I think the toughest weekend that I have observed was watching her first try at earning her B Pony Club rating. Luckily she was successful. But not without the help and kindness of other Pony Club kids. She was the only passing candidate left after the first day, but unfortunately her horse had sustained a stone bruise. Maddie Fleit, a member from Iron Bridge Pony Club, loaned her horse to my daughter to perform the over fences and cross country portion of the test and Jen Price of Seneca Valley Pony Club stayed so there would also be a switch horse. These young ladies were extremely noble and unselfish to lend their horses to my daughter. They exemplify the many wonderful traits of most Eventers we have come in contact with.
When I got back into horses as an adult, my desire was to ride as a family out in the open. The first time foxhunting with my daughter was a real thrill. I got a real kick one summer watching her learn to rope and cut with a local cowboy on the Eastern Shore. It was also a joy to watch my elegant “dressage-y” daughter barrel race Pixie, a spunky 13.2 hand 27-year-old pony, for the second fastest time at the rodeo at the Queen Anne’s County Fair. On the other hand, I derived very little joy and lots of butterflies a couple years later as I watched her drive off for the first alone with truck and trailer and horses in tow.
Barrel racing and roping may be fun, but true bragging rights were earned the first time she scored under 30 in the dressage phase of a horse trial.

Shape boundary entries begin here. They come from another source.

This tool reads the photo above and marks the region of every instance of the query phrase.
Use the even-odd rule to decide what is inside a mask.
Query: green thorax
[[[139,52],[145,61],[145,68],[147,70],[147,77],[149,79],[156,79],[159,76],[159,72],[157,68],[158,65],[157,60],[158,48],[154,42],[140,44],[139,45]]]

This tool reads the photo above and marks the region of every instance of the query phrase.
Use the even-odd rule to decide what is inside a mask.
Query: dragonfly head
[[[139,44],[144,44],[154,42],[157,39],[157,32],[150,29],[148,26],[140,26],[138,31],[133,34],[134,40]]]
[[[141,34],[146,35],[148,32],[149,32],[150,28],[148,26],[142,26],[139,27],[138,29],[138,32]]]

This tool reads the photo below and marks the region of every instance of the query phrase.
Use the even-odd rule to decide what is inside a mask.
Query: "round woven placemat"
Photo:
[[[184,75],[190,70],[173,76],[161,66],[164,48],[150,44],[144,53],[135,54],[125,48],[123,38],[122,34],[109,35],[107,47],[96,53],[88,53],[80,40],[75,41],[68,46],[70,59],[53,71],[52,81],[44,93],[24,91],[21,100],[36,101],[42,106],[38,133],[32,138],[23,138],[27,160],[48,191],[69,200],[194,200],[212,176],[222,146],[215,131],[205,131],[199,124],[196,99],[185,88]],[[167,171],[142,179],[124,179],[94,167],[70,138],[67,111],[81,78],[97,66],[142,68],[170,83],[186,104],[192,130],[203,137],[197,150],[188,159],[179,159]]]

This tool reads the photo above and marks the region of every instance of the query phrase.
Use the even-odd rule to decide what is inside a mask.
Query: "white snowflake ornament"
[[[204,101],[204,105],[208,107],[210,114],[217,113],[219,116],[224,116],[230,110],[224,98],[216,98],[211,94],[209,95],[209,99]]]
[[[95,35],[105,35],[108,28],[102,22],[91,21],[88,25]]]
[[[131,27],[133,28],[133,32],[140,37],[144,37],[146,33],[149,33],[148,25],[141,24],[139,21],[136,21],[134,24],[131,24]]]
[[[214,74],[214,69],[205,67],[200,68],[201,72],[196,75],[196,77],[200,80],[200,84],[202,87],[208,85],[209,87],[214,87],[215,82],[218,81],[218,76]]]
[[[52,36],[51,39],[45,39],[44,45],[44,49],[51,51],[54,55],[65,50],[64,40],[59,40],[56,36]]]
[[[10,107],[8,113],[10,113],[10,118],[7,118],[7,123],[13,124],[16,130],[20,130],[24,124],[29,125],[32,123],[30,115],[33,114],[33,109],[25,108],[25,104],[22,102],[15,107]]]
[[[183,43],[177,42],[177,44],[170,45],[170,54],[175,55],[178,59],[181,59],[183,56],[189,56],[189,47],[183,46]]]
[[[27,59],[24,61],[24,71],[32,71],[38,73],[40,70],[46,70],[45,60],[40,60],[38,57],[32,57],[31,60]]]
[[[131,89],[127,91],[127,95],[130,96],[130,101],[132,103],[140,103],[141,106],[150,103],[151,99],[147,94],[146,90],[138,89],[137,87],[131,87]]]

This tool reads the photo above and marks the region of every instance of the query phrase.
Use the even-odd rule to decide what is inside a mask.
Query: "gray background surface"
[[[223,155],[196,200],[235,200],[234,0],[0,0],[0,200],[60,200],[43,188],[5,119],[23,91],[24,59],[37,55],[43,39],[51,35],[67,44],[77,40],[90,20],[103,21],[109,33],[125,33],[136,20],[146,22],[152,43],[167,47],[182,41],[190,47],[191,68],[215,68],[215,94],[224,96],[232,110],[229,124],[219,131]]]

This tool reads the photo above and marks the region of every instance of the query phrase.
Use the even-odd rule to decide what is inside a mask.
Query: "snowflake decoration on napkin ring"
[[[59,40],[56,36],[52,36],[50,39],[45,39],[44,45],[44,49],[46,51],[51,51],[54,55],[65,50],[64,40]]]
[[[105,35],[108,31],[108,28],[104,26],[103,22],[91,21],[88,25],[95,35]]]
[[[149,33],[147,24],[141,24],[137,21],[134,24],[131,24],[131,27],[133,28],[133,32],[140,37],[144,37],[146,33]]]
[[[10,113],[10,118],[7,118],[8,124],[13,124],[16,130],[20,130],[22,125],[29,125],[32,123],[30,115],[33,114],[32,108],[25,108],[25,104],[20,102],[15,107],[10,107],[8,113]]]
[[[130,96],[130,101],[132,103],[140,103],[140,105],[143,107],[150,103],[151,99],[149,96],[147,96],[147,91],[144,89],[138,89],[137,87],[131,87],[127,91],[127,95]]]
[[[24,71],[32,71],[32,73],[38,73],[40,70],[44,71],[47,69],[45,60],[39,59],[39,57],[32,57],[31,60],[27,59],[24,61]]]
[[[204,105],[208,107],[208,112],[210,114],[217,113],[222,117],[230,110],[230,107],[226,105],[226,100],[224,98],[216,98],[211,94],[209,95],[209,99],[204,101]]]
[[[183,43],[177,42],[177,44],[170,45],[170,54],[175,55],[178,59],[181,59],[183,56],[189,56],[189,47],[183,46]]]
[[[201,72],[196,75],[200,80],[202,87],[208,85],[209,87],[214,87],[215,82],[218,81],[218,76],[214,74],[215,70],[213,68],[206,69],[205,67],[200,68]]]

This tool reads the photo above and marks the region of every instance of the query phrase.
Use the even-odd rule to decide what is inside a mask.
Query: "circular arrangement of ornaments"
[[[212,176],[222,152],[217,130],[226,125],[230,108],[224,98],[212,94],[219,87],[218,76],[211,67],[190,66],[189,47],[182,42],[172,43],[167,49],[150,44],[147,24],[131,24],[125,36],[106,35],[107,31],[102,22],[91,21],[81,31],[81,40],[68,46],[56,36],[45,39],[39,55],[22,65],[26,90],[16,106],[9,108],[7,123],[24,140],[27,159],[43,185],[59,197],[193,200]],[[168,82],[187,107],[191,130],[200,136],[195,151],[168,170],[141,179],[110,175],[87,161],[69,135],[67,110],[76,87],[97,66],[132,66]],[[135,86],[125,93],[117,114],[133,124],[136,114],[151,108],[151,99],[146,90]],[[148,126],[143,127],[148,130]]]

After that, the ante was up to keep improving the dressage. Which leads to one of the most recent firsts, the beloved and beautiful shadbelly!
The shadbelly also comes with the responsibility of getting you and your horse fit as well as technically prepared for the cross country phase of a two star. I knew my daughter was on the right track when Denis Glaccum praised her for effectively riding the coffin at Plantation Field this Fall and then the vet exuberantly declared her horse extremely fit while wishing her luck in stadium jumping the next day. During stadium warm-up she didn’t feel so lucky as she couldn’t see the distances to the jumps. It seemed like her luck was up and nerves took over all her careful training and preparation as they crashed through the first jump…but then everything kicked into place. The distances came back into focus, her amazingly talented horse was up to the task, and they ate up the rest of the course finishing in fifth place against a field of seasoned professionals! Man, you gotta love eventing!!!
And so, now I am wishing my daughter a happy eighteenth birthday, knowing that she still has so many more firsts to come in her life…just not always with me physically by her side. She and her horse, Walstraed will be heading for Hartpury College in England this Fall working towards a degree in Equine Sports Science and having the opportunity to train with Carl Hester, Nick Burton, and other amazing riders in Great Britain. Of course whether she likes it or not, I will be flying over to watch her compete for the first time at Burghley, Badminton, and other amazing venues. Then, God willing, attend her first Rolex after she graduates and comes back home.
Every moment and every penny spent on horses and Eventing has made my daughter into the beautiful , mature, responsible young woman she is today. Our time together with the horses has been priceless.
Happy birthday, to my amazing daughter, Jules Ennis. I love you.